Comment Re:Decentralise energy production (Score 1) 258

That's one of the benefits of a LFTR reactor; they don't HAVE to be giant plants that costs billions to build. They are far more scalable, so you can build more, smaller plants and put them where you need them to support the grid. That also has the benefit of not having to completely overhaul our woefully insufficient power grid. We could easily build massive solar plants in the desert out west to generate all the power we'd need.. but how the hell do you get it where you need it? The further you have to send power down a line, the more losses you get.

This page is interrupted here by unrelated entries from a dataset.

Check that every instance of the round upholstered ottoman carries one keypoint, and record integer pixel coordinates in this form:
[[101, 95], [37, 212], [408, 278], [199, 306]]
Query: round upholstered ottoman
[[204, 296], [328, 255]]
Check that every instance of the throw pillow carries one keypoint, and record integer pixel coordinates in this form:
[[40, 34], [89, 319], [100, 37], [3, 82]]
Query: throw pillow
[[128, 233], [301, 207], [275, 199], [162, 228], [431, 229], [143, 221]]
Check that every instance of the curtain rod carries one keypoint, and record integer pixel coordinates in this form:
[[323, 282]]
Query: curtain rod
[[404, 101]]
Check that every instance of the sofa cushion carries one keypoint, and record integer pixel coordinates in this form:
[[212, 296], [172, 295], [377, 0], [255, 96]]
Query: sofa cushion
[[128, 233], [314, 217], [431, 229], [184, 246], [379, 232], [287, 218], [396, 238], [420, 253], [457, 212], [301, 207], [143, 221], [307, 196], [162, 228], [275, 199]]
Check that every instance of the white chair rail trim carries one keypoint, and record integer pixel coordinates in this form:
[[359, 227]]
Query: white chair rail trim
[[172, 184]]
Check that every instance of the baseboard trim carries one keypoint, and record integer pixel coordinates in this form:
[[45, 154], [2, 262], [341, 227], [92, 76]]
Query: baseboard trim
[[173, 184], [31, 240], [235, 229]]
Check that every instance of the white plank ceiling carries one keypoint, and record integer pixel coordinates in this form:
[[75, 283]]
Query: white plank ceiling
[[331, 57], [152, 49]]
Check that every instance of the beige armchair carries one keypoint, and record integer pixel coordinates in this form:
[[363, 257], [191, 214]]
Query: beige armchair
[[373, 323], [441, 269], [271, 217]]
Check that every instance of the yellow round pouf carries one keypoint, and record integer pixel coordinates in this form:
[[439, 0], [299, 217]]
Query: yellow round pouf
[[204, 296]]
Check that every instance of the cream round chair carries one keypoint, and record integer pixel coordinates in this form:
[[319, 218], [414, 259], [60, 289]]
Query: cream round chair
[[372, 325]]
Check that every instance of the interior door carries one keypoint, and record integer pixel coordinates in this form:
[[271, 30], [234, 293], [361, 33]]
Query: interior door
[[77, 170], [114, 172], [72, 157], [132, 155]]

Comment Re:What a LFTR really means (Score 3, Interesting) 258

Umm, wrong there skippy. You do NOT need huge amounts of water cooling. No cooling towers needed at all. The whole system runs at a much higher temp altogether, that's part of the design issues we have to address when building a LFTR. Current steam generators use a very 'low quality' steam to extract energy to convert to electricity. A LFTR runs bets several times hotter than a LWR. The turbines for a LFTR would be immensely smaller and more efficient than the ones used in current reactor generators and you don't have the need to use that water as cooling for the core. One of the primary advantages of a LFTR is the efficiency of the design and the extreme hot temps it runs at. A 'byproduct' of LFTR would be the ability to use all that heat to do interesting things like make clean water from salt water, making fuel from captured CO2 in the air etc etc. A LFTR plant could at one location make electricity, butanol (for cars) and a methanol alternative for diesel vehicles (both of which are practically drop in replacements for gasoline and diesel btw, no blending or other issues like alcohol) AND make clean water.

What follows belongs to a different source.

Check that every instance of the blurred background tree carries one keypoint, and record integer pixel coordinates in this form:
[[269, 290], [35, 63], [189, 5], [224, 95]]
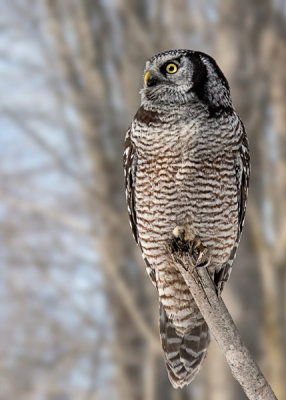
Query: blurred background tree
[[78, 314]]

Comment Re:What a LFTR really means (Score 5, Interesting) 258

Wow man, chicken little much? Yes a liquid sodium reactor would react in a very violent way to a water intrusion... but the whole system isn't PRESSURIZED. The byproducts of a LFTR reactor are orders of magnitude LESS radioactive than the byproducts of a LWR, and ALL the fuel is used. None of it is left to lanquish in your vaunted zirconium steel (which by the way, are cracked and fissured by end of life due to the temp and flux in the core). The whole concept of the LFTR is it's 'safe mode' is to freeze like you intimate. You simply heat it back up to unplug the channels. The chemical separation portion of the reactor is a fairly simple and non-complex affair, unlike the current enrichment facilities for uranium processing and could easily be managed by a small group of chemists at about the level of complexity used to make freaking beer. There's also NO possibility of a 'china syndrome', and it can't go BOOM no matter what you do. If Fukishima had been an LFTR reactor we would never have even heard about it, because when the power went out, the freeze plug would melt and the entire contents of the core would have drained into the safety tank and cooled into a solid. When they were ready, you just heat it back up and start pumping again. Hell, even the quantity of reactants in the core at any one time is miniscule compared to a LWR, so even if there WERE a catastrophic event and the fissionables were released they effect would be marginal compared to the radioactive MESS you have with a plant like Fukishima. Bottom line man.. they freaking guy that owned the patent (read that as the acclaimed inventor of) nuclear power said LFTR was far better, both in efficiency and safety. And that was with 1950's tech. I imagine we could do a bit better now.